You can see why they’d worry. “Less exploratory” probably means more eager to offer drastic interventions because hey, once you’re 17 you’re totally immune to being deluded about being the sex your body isn’t.

To complicate matters further, an NHS consultation designed to gather views on how best to support children with gender dysphoria has identified two irreconcilable outlooks on the best approach: one group is cautious about the prescription of puberty blockers, while the second is suspicious of exploratory therapy, arguing that it could enter the realm of conversion practices.

And clearly it’s far more risky to avoid blockers and surgery than it is to embrace them, right?

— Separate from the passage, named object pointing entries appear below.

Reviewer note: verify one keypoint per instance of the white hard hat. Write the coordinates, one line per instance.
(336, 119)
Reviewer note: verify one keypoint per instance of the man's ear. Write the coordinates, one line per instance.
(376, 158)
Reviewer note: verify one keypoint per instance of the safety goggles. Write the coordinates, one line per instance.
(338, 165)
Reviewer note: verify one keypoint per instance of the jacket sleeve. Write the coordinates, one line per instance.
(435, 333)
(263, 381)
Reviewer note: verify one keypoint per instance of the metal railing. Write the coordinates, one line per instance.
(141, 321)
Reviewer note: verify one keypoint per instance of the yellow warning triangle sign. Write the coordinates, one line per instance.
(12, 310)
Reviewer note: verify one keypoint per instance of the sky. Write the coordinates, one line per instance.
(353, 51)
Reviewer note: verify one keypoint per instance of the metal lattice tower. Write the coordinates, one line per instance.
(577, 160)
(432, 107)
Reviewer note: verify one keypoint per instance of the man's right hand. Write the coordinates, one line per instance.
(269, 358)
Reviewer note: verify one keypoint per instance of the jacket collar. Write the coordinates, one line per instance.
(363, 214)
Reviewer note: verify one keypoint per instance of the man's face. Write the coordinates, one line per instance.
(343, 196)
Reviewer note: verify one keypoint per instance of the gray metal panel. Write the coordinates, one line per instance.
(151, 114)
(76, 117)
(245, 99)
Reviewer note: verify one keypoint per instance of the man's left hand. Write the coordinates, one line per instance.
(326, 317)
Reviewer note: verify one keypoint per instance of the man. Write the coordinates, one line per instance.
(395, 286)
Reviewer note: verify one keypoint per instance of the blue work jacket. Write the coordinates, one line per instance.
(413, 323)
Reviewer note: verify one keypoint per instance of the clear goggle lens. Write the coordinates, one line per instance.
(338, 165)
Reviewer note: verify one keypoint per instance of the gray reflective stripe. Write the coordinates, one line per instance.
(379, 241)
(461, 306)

Tensions have also emerged in the small team charged with developing teaching materials for staff at the new clinics. There are polarised views on how quickly patients with gender dysphoria should be assisted towards social and medical transition, and how much focus should be given to other issues present in their lives, such as trauma and homophobic bullying.

In other words same old same old same old. Some people think being trans is the best thing since pumpkin lattes and other people think it’s a warped fad that is going to ruin a lot of lives.

Meetings are said to be polite, but privately clinicians have dismissed those holding opposing views variously as “activists”, for promoting trans rights, or “conversion therapists” or “transphobes”, for questioning a child’s self-diagnosis.

So it’s like Twitter but with physical consequences.

One current member of Tavistock staff said: “What they are proposing to do is gender exploratory therapy. My view, as a clinician working in gender services, is that this is tantamount to conversion therapy for trans youth. It’s very problematic and very unethical.”

But it’s not problematic and unethical to charge ahead with diverting teenagers’ puberties. How can they be so confident of that?